For anyone who has been kind enough to leave a comment - THANK YOU. I am incredibly grateful for the people who read my blog. I really consider it an honor to be listened to... and a blessing. And for those of us who remain and continue to blog, Thank you! I love you - and you know who you are!

"After all, our problems were of our own making. Bottles were only a symbol. Besides, we have stopped fighting anybody or anything. We have to!" -- Alcoholics Anonymous, p. 103

Friday, October 19, 2007

Off to a retreat

I am going to my first religious retreat today. I will be gone all weekend. I have been to plenty of AA retreats, but never a religious retreat. I am really looking forward to it.

It is in the mountains, and it should be very nice. My flannel jammies are freshly washed and folded. I have done some shopping for some casual clothes to wear. I will load up my hiking boots, my wool socks, and a hat or two.

I am so grateful that through being sober in Alcoholics Anonymous, I have gotten to discover who I am - and it is NOT who I thought I was. I can walk into a church today and not worry about the structural integrity of the roof!

"AA led me gently from this fantasizing to embrace reality with open arms. And I found it beautiful! For, at last, I was at peace with myself. And with others. And with God." -- Alcoholics Anonymous, p. 559

Thursday, October 18, 2007

Thursday Morning

This is my beautiful granddaughter laying in the leaves. Last year (she had loose baby teeth in the pic, and now she has her big girl teeth). I tried to take a picture last night but I don't like any of them.

I realized last night that I have some post-race depression going on.
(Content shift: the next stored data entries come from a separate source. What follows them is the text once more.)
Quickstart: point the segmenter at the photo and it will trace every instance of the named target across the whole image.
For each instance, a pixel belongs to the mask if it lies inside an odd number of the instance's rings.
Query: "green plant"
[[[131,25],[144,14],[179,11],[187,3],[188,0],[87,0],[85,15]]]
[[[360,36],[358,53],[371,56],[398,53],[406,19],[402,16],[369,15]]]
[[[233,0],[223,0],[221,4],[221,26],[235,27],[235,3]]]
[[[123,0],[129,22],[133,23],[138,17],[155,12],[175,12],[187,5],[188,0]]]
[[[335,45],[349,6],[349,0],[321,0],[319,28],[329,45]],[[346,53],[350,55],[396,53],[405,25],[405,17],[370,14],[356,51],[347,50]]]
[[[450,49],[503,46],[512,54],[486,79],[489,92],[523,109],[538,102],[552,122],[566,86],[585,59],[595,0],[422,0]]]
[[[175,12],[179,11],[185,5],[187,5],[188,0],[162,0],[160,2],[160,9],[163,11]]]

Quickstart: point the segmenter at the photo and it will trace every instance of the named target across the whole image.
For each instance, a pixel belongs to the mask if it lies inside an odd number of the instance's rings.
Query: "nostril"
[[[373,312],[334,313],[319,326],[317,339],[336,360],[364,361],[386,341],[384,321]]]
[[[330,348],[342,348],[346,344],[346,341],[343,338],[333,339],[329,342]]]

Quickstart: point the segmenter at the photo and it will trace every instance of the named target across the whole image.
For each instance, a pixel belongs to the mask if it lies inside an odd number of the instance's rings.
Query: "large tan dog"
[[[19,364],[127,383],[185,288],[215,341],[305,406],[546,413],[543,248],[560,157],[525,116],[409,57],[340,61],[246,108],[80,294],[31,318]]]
It hits like a ton of bricks - from out of nowhere. I have lost all proportion. This is an awful feeling. But I know it will pass and that it is "normal" for people who have just completed a huge race that took months of training. I have been training for one thing or another since January. I am now done. Physically, I can use the rest - but mentally, this is difficult.

Today I hope to keep to myself as much as I can to avoid trouble with people at work. Then tomorrow I leave for a 3 day retreat. It is sponsored by my Biblical School. The theme of the weekend is the Lord's Prayer. That is what all the lectures will be about. I am really looking forward to it and I desperately need it.

I will pray about this blogging thing while I am gone.

"Moved by the spirit of anonymity, we try to give up our natural desires for personal distinction as AA members both among fellow alcoholics and before the general public. As we lay aside these very human aspirations, we believe that each of us takes part in the weaving of a protective mantle which covers our whole Society and under which we may grow and work in unity. We are sure that humility, expressed by anonymity, is the greatest safeguard that Alcoholics Anonymous can ever have." -- Twelve Steps and Twelve Traditions, p. 187

Wednesday, October 17, 2007

Anonymity

I am not even sure I can say "I meant well." I did try to make this blog anonymous. I remember how surprised I was when I was able to name it "anonymous alcoholic" - I thought sure someone else would have taken this obvious, obvious name for an AA member.

"Publicly accessible aspects of the Internet such as Web sites featuring text, graphics, audio and video ought to be considered another form of “public media.” Thus, they need to be treated in the same manner as press, radio, TV and films. This means that full names and faces should not be used." -- Alcoholics Anonymous website - Q&A about anonymity

I really am not trying to be manipulative when I say that I am thinking of shutting this blog down. I am just sharing this process with my friends. Some of you bloggers truly are my friends - just as much as my friends from face-to-face meetings - so I don't want to just disappear. But I need to pay attention to the traditions. When this was just a little blog with a couple of posts, it didn't seem like such a big deal. Now it is over 2 years old. I post every single day, I am nearing a thousand posts. My readership every day mostly consists of people who get here from google searches for things either related or not related to alcoholism. To me, a blog is all about the interactivity of it all, the comments and the give and take of it. There is not much of that going on lately, so it really isn't even much fun any more.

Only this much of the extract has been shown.